Traditional approaches — such as taking a fixed percentile of the data — are vulnerable to skewed samples. If the robot spends most of its calibration drive on white surface with only a brief pass over black, a percentile-based threshold can land in the wrong place. The paper demonstrates that percentile methods achieve only 92–98% accuracy and are susceptible to false positives in skewed data.
The Solution: K-Means Clustering (k=2)
Instead of relying on percentiles, the calibration system uses K-Means clustering with k=2 to separate sensor readings into two natural groups: one for white and one for black.
Sampling: During calibration, the robot drives across the game surface while IR sensors are sampled at 10 ms intervals (100 Hz). Each sensor accumulates a list of raw analog readings as the robot passes over both white and black areas.
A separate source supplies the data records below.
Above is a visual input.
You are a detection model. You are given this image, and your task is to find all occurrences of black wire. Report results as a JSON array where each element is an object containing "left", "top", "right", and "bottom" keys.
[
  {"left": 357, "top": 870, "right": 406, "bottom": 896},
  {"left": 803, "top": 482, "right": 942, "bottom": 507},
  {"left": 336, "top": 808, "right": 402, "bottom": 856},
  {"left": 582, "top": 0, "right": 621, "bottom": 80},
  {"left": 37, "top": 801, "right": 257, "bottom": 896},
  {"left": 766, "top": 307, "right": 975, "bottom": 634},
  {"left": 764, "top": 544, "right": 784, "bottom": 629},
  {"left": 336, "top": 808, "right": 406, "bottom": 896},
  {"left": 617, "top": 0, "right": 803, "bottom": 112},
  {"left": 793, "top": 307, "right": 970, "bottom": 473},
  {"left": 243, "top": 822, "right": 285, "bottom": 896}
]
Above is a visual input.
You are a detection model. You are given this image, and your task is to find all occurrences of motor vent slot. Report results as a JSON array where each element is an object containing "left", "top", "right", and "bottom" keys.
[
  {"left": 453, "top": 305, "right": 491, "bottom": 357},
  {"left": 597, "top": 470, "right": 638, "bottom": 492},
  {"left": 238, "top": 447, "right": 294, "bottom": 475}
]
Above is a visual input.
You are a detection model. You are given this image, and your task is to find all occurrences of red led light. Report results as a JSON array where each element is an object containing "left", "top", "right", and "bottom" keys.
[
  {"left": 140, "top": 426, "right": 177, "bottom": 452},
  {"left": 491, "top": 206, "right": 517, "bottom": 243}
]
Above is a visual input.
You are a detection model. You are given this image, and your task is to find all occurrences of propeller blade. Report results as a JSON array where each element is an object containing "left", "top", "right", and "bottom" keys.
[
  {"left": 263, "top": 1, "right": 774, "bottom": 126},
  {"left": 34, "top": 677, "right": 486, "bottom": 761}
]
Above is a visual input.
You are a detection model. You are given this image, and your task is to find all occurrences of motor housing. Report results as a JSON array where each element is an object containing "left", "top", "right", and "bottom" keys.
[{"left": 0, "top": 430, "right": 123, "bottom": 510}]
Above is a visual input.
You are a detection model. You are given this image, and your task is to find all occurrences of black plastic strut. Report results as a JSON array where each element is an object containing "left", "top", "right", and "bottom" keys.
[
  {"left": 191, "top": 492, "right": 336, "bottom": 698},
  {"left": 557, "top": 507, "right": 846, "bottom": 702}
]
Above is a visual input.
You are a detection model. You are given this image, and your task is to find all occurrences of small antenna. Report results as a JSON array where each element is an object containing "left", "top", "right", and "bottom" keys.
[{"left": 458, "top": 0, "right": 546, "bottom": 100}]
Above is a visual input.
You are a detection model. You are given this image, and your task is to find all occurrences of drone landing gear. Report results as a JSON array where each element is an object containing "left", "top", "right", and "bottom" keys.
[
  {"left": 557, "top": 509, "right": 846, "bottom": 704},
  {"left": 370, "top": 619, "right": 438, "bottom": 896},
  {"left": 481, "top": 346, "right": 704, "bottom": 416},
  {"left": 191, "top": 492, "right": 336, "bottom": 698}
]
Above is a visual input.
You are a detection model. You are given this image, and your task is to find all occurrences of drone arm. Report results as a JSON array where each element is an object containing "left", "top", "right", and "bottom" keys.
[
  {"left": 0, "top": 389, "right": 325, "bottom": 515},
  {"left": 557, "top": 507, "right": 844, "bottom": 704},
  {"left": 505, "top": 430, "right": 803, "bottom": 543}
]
Clustering: The collected samples are fed into a 1D K-Means algorithm:
- Initialize two centroids at the minimum and maximum of the data
- Assign each data point to its nearest centroid
- Recompute each centroid as the mean of its assigned points
- Repeat for up to 10 iterations (convergence is typically reached within 5, since the data is semi-sorted from the WHITE-BLACK-WHITE driving pattern)
- Return the two centroids in ascending order — the lower one becomes the white threshold, the higher one the black threshold
Samples: [180, 195, 210, 185, 2800, 3100, 2950, 190, 205, ...]
└── white cluster ──┘ └── black cluster ──┘ └── white ──┘
K-Means centroids: white = 193.5, black = 2950.0
Why Clustering Works Better
The paper compares three calibration algorithms:
| Algorithm | Approach | Success Rate | Handles Skewed Data? |
|---|---|---|---|
| 90th percentile | Use 90th percentile as BLACK threshold | 92% | No |
| Median of 80% range | Average 10th/90th percentile medians | 98% | No |
| K-Means clustering | Cluster into two groups, threshold at midpoint | 100% | Yes |
The key advantage is robustness to skewed data distributions. If the robot’s calibration drive crosses a black line only briefly, 90% of the samples may be white. Percentile methods get confused — they might place the “black” threshold at a white reading. K-Means correctly identifies even a small cluster of black readings and separates it from the white cluster.
Validation
After clustering, the calibration is validated before being accepted:
- Minimum range check: The overall spread of readings must exceed 500 units. If all readings are similar, the sensor likely didn’t see both surfaces.
- Minimum separation check: The two centroids must be at least 700 units apart and at least 25% of the total data range. This prevents accepting calibrations where the clusters aren’t meaningfully distinct.
If validation fails, the BotUI shows a warning and lets you retry.
Soft Classification
After calibration, the IR sensor doesn’t just return “black” or “white” — it also provides a probability via linear interpolation between the two thresholds:
probabilityOfBlack:
value <= white_threshold → 0.0
value >= black_threshold → 1.0
otherwise → (value - white) / (black - white)
This enables more nuanced line-following behavior (e.g., proportional control) rather than binary on/off decisions. See Line Following for how the PID controller uses these probability values.